My first duty was to arrange for the memorial service at St. Margaret’s; and, as I watched the congregation arriving, I felt that the respite was extending, for an hour, to all of us. The obituary notices, the memoir which I was writing for one of the quarterly reviews, most of all this solemn tribute to a man, perhaps great, of an undeniably great past turned our thoughts backward to a time when France lived under a citizen-king and disunited Germany declaimed ineffectually at Frankfurt. Of the two former prime ministers who attended the service, both were hardly more than boys when my uncle first entered the House; the oldest head of a foreign mission had found “old Bertrand Oakleigh” an established institution when he was first accredited to the Court of St. James; and the journalists, the lawyers, the men of business, the bees and butterflies of society who moved sombrely to their places could not remember a time when the truculent Johnsonian figure had not been one of the familiar sights of London.
“A great landmark gone,” whispered Dainton, as I waited for Barbara to arrive with the Crawleighs. “I didn’t always agree with him. Indeed, if you took a poll of the people here he hadn’t quarrelled with . . .”
I turned to watch the cars emptying and the new arrivals dodging or seeking out the reporters. My mother had come over from Cannes; my sister and her husband, Violet Loring and Laurence represented the family; and, if we had all tingled from the old man’s lash, that was long ago and inextricably in the part he chose to play. The older generation in the House of Commons and the younger generation in Fleet Street—men who won his respect by standing squarely up to him—came unurged to prove their regard for his fighting qualities and his generosity.

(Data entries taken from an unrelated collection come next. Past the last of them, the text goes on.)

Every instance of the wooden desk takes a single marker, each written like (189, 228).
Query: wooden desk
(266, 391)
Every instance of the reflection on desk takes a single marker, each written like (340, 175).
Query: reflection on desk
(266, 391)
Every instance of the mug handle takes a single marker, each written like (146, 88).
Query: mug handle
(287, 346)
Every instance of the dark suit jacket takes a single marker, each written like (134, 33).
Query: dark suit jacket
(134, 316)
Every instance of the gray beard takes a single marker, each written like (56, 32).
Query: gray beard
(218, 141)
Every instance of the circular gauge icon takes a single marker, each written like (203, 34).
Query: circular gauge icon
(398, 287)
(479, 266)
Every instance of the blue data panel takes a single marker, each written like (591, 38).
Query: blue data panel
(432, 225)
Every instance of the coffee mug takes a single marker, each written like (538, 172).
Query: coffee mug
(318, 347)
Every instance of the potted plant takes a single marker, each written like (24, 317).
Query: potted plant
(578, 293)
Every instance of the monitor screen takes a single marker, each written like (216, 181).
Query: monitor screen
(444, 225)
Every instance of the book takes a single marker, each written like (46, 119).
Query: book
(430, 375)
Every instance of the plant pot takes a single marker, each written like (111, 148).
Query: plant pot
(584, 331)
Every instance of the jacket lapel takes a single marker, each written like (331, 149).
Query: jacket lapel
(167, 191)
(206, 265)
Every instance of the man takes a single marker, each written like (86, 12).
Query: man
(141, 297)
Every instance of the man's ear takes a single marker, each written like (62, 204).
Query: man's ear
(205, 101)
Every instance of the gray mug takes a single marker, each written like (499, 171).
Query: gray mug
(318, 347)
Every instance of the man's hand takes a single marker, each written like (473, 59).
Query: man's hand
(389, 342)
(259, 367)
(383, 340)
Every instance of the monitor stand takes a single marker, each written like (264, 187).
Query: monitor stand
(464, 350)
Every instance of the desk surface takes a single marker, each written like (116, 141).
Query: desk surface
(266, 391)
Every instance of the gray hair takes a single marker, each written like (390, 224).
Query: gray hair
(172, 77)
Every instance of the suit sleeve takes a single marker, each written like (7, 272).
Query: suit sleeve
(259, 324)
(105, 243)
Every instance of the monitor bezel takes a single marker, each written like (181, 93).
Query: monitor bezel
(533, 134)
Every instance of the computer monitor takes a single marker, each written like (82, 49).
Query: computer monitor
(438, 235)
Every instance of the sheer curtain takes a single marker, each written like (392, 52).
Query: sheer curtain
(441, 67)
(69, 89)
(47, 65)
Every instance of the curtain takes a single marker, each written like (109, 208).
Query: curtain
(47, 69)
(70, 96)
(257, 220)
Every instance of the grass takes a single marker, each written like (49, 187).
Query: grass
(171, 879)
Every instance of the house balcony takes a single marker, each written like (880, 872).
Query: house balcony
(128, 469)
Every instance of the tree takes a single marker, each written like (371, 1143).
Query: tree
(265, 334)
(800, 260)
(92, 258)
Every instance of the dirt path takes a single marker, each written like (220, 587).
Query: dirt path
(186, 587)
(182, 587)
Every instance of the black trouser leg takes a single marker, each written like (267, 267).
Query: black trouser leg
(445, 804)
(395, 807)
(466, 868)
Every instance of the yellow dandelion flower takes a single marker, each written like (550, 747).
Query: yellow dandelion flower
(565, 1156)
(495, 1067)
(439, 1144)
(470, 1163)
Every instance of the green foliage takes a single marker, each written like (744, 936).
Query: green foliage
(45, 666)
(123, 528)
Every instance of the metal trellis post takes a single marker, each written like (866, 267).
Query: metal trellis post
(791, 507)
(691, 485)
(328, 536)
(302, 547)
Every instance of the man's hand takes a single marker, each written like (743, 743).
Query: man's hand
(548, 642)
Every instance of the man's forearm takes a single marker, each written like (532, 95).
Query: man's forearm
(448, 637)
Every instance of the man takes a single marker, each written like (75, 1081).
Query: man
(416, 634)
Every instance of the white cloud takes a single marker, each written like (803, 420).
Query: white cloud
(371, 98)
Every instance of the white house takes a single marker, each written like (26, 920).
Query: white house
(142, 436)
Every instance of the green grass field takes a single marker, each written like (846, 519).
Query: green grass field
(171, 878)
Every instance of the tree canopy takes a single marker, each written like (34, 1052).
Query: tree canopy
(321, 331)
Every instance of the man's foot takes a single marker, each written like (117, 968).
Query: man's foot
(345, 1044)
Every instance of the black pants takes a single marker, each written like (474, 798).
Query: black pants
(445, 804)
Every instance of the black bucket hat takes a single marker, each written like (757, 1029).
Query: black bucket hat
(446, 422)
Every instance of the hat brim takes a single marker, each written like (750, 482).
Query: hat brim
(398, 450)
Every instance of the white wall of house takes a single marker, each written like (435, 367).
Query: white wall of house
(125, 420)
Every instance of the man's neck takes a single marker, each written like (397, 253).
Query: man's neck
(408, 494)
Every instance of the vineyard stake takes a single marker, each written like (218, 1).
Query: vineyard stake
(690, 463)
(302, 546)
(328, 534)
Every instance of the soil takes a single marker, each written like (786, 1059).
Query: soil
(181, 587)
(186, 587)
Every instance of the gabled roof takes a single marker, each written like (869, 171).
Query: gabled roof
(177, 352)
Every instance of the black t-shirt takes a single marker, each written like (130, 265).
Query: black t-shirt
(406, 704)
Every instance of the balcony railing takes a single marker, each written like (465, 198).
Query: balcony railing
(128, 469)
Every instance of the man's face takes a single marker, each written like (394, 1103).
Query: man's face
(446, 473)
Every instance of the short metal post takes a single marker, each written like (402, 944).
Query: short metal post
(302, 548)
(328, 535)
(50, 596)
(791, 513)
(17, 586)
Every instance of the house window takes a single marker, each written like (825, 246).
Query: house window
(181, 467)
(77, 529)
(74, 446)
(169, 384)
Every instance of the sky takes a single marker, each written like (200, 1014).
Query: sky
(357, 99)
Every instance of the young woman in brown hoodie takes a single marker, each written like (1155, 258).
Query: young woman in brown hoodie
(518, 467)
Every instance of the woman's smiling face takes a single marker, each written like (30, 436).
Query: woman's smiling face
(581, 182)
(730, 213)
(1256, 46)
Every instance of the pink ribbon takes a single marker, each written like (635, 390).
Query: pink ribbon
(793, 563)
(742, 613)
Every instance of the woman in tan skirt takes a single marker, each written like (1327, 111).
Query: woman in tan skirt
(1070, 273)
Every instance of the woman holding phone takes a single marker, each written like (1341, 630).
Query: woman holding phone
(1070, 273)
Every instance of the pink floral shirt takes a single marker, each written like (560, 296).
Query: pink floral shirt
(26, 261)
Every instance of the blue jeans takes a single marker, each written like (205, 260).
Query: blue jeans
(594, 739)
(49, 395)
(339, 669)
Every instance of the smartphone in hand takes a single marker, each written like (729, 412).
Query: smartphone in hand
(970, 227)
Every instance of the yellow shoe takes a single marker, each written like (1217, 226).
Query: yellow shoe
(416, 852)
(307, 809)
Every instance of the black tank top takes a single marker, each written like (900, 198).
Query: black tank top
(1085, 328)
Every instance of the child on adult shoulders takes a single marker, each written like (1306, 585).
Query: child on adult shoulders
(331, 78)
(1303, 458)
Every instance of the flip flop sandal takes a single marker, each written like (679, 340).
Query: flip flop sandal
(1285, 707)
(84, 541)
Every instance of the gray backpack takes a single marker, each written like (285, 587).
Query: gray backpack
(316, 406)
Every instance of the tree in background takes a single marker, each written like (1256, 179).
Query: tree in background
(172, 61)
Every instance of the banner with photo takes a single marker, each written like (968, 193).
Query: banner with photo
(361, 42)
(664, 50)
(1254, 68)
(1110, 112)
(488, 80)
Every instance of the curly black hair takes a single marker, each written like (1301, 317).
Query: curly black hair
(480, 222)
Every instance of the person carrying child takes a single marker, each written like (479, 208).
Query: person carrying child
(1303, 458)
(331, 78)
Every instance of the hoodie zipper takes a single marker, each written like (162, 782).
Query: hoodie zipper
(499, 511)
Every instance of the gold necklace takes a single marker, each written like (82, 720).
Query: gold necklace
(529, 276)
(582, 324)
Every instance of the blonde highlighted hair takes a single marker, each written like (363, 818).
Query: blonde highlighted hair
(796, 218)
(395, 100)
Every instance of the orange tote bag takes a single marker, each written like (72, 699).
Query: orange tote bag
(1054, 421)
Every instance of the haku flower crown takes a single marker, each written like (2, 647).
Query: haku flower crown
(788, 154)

“I deplore his politics,” said Crawleigh, “but he was a great public servant.”
At such a time I refrained from suggesting that Crawleigh’s father had deplored the politics of Bright and Cobden. It is one curse of the party-system that an opponent must be dead before we admit that he may possibly not be damned. I was brought up to regard Lord Salisbury as a monster wherewith to frighten naughty children; my father, if he had been required to expose the Antichrist, would have pointed his finger unhesitatingly at Lord Beacons field.